Cist, Cools, Co. Kerry
Co. Kerry |
Burial Sites
In the rough pasture of Cools, County Kerry, there is a burial that has effectively vanished.
Not destroyed in any documented way, not excavated and rehoused elsewhere, simply gone from view, leaving nothing to mark the spot where a prehistoric cist once lay. A cist is a small stone-lined box grave, typically formed from upright slabs with a capstone, used throughout Ireland during the Bronze Age to inter the dead, sometimes with accompanying pottery or personal objects. This one has left no trace above ground at all.

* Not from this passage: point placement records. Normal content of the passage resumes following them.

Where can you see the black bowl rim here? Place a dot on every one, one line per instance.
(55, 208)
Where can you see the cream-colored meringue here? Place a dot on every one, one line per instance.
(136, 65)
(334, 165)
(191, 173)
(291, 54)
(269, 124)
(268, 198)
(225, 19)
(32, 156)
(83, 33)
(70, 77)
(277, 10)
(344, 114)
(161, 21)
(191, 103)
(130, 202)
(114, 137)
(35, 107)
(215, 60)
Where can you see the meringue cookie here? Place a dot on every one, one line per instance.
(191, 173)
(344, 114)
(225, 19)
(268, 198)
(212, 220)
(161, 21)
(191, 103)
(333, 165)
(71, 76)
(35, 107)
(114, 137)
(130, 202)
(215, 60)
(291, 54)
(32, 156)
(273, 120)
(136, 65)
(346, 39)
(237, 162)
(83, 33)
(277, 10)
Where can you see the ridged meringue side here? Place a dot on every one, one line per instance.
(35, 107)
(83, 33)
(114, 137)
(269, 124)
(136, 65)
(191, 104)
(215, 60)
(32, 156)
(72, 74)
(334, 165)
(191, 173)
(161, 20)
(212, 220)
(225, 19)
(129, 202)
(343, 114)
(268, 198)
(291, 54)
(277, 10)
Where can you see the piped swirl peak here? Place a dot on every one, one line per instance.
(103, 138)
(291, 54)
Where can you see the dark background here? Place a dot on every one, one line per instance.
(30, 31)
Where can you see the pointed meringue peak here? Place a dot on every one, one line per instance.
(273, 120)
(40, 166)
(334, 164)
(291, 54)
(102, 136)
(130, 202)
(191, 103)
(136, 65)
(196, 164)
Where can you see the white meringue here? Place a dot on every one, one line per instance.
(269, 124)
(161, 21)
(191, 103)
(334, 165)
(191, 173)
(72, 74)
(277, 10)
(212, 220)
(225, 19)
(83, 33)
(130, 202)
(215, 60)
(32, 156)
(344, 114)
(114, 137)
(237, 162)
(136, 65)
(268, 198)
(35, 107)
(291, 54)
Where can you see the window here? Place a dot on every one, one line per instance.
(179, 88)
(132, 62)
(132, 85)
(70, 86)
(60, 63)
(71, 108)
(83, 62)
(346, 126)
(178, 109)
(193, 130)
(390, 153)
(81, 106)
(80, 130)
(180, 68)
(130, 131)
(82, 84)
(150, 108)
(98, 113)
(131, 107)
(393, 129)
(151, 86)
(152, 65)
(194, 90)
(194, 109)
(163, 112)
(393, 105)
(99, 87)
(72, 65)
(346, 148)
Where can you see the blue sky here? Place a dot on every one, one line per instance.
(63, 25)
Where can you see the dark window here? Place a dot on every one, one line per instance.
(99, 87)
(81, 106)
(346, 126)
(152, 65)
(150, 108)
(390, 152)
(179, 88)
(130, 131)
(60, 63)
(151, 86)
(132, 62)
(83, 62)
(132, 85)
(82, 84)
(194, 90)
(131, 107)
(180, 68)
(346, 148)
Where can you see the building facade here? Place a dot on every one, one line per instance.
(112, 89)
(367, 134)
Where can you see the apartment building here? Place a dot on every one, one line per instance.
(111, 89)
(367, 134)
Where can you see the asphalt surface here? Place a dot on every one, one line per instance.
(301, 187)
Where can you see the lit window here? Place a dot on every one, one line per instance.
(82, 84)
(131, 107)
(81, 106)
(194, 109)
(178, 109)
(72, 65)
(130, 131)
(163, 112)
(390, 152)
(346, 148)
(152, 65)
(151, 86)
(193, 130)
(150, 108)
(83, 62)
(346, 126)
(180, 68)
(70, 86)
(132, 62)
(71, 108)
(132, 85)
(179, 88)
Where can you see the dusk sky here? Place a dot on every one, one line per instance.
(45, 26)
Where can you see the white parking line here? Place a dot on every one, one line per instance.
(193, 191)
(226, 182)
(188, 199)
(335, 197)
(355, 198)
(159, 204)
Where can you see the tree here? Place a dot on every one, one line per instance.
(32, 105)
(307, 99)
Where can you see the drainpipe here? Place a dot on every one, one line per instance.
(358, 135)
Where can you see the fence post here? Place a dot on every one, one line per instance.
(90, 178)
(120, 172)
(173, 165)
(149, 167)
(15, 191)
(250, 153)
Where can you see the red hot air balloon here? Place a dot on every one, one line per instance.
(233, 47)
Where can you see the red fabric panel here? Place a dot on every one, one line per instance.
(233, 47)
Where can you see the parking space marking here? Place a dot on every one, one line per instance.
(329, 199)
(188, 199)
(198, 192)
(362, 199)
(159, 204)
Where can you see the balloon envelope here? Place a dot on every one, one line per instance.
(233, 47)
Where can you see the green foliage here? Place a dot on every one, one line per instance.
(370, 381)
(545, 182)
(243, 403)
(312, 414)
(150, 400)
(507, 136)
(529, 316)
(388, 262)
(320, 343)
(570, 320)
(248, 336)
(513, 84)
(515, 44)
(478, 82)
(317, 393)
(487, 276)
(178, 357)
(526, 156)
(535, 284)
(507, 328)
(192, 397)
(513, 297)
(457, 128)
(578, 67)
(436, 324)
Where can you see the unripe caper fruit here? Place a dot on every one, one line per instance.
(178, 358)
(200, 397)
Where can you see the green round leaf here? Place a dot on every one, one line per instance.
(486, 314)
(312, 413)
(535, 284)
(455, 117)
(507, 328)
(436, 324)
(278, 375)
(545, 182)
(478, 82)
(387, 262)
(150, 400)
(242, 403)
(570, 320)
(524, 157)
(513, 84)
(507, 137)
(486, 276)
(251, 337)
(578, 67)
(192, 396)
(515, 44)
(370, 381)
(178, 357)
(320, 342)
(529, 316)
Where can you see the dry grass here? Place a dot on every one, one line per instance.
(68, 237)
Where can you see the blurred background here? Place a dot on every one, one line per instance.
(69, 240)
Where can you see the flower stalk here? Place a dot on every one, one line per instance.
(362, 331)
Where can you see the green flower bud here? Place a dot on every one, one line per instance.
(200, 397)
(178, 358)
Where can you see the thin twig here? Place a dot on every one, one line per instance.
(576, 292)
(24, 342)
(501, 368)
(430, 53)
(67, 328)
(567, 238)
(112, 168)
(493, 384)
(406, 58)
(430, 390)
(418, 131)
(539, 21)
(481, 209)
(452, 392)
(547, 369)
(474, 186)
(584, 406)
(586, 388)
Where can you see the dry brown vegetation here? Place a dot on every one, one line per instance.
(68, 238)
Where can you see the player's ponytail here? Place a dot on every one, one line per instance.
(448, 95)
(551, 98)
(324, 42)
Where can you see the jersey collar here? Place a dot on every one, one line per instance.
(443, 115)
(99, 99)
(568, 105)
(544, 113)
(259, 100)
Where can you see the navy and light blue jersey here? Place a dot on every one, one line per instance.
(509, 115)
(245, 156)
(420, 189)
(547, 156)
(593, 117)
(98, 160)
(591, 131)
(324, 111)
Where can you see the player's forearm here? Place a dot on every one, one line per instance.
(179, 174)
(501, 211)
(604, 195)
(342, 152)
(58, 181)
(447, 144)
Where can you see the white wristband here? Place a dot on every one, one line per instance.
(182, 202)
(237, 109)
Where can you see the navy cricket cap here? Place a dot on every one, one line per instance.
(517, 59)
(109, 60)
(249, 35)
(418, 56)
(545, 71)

What is known comes from a single act of recording. In the 1930s, a Captain D. B. O'Connell noted the presence of the cist here, and that observation was preserved in the Sites and Monuments Record. Whether the structure was already partially buried at that point, or whether it has since been removed or collapsed into the earth, is not recorded. What remains is the landscape it occupied: rough grazing land with an open view south-east toward The Paps of Dana, the twin-peaked hills in the Derrynasaggart Mountains whose profile has given them their name since at least early medieval times. The relationship between such burial sites and prominent landmarks was rarely accidental in prehistory, and the alignment here, deliberate or not, places this anonymous grave in a line of sight to one of the most recognisable natural features in Kerry.